Introduction
Sometimes you'd like the SQL Server itself to automatically generate a
sequence for entities in your table as they are created. For example,
assigning each new Customer added to your table a unique
"CustomerNumber". There are effectively two ways to do using the
built-in features that T-SQL provides:
- Identity Columns - An identity is a common "auto
generated" primary key to use in a SQL Server database these days. An
identity is simply an integer value that "auto increments" as each new
row is added to your table. You can specify when it should start and how
it should increment when you add the column to your table:
alter table YourTable add ID int identity(start, increment)
- GUID Columns - A "GUID" is a Globally Unique Identifier that
can be assigned a unique yet random long string of characters like
"B3FA6F0A-523F-4931-B3F8-0CF41E2A48EE". You can either use the NEWID()
function when inserting into your table or set a default like this to
implement a GUID column in your tables:
alter table YourTable add ID uniqueidentifier default newid()

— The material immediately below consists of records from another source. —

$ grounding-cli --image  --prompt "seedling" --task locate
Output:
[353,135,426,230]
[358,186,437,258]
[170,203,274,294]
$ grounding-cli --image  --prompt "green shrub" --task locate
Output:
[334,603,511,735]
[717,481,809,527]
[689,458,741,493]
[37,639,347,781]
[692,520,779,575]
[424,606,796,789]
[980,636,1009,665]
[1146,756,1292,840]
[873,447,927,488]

However, we often see questions in the forums regarding how to create
other types of auto-generated sequences in tables. For example, you
might want your customers to automatically be assigned "Customer
Numbers" as formatted like this:
C0001
C0002
...
C9998
C9999
In other cases, people would like to use incrementing letters instead
of numbers, some combination of both, or for the digits to be "reset"
on some specific condition, and so on.
The most important and crucial part of implementing this is not
writing the code! It is clearly defining your specification and
ensuring that it is logical and works for you. Before you can write code
that will automatically generate sequences for you, you must consider:
- How many numbers will you ever need? Does your specification handle this?

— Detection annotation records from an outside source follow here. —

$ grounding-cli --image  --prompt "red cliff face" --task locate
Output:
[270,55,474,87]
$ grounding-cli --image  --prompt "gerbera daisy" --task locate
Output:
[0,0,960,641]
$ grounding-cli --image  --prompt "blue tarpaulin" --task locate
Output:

- What happens when values are deleted? Are they re-used?
- Are these sequences dependant on data that might ever change?
What happens to these values when the data does change? Does it make
sense, then, to incorporate this data into your sequence algorithm?
- If you have a complicated rule (i.e., "AA-00" through "ZZ-99"),
is every step and possibility clearly defined? In this example, what
comes after AA-99? Is it "BA-00", "AB-00", "BB-00", or something else?
What comes after "ZZ-99"?
So, the very first step is to clearly, accurately, and completely
define how your sequence values will be generated. You must explicitly
map out how to handle all possible situations and you must do some
research to ensure that your specification will work for the data you
are handling. A primary key of "A0" through "Z9" will only work for
26*10 = 260 values -- is this really what you want?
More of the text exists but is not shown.